In Staten Island, the Promise of Newt Gingrich's Tea Party Support

By Michael Johns

No Republican Presidential candidate has yet solidified the support of the nation's tea party movement. But Newt Gingrich's hugely positive reception this past weekend at a Staten Island Tea Party event certainly suggests that the politically burgeoning Gingrich has good reason for optimism. Reception to his remarks this past Friday was perhaps best captured in a New York Post headline: "Staten Island Tea Partiers: Newt's a beaut."

In his remarks to the Staten Island Tea Party, Gingrich challenged President Barack Obama to seven three-hour debates should Gingrich become the Republican nominee. "Let's be fair. I'll allow him to use a teleprompter," Gingrich joked to the 700 attendees.

Gingrich also addressed head on the several Republican Congressional opponents who have announced opposition to his candidacy. "I am a very aggressive reformer," Gingrich said. "I have stepped on a lot of toes. It means some congressmen who have petty interests find themselves unhappy," he said.

Gingrich openly mocked Obama's indecisiveness on a proposed Canada-to-Texas petroleum pipeline. "It's one thing to say somebody can't play chess. It's a second thing to say somebody can't play checkers.

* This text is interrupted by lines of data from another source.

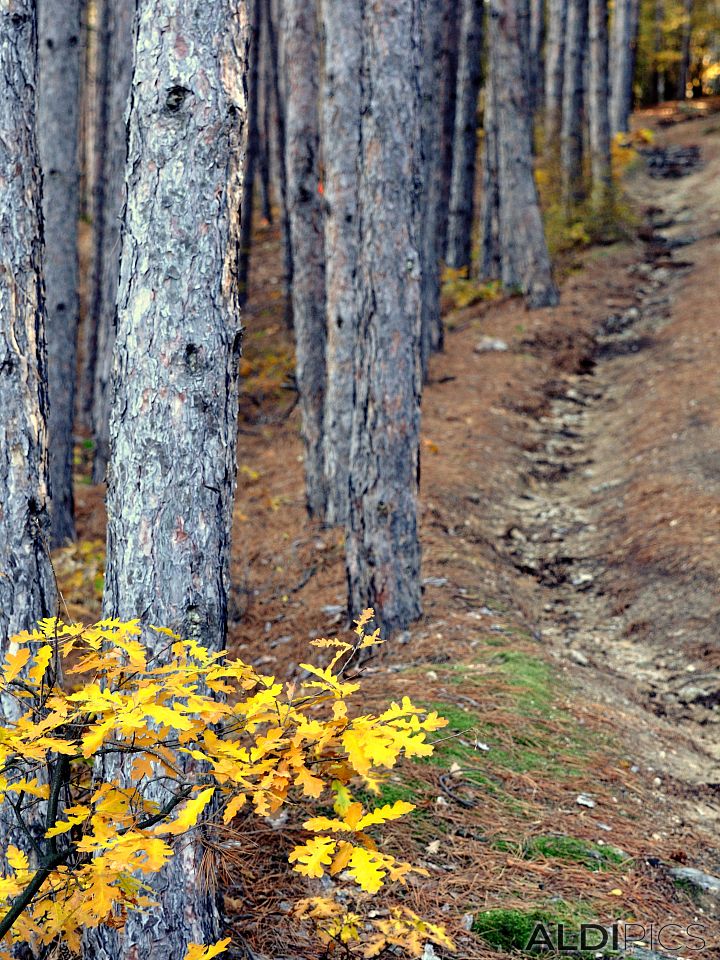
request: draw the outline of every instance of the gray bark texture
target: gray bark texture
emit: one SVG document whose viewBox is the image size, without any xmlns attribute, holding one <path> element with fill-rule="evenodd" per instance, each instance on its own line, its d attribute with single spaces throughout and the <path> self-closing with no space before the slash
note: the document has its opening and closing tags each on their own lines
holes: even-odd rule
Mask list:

But you can't play tick-tack-toe, too?" he said. He called Obama "delusional" for labeling himself a "friend of Israel" during a recent New York City fundraising visit.

Gingrich's successful Staten Island Tea Party appearance was accompanied by news that former Staten Island Congressman Vito Fossella has endorsed his candidacy.

In polling, Gingrich has seen a substantial increase in his national support since Herman Cain's announcement this past weekend that he was suspending his campaign. In an average of recent national polls conducted Monday by the political website Real Clear Politics, Gingrich has now surpassed former Massachusetts Governor Mitt Romney as the leader among all Republican Presidential candidates. Romney, the Real Clear Politics poll summary showed, has fallen to third, behind Gingrich and Congressman Ron Paul (R-TX).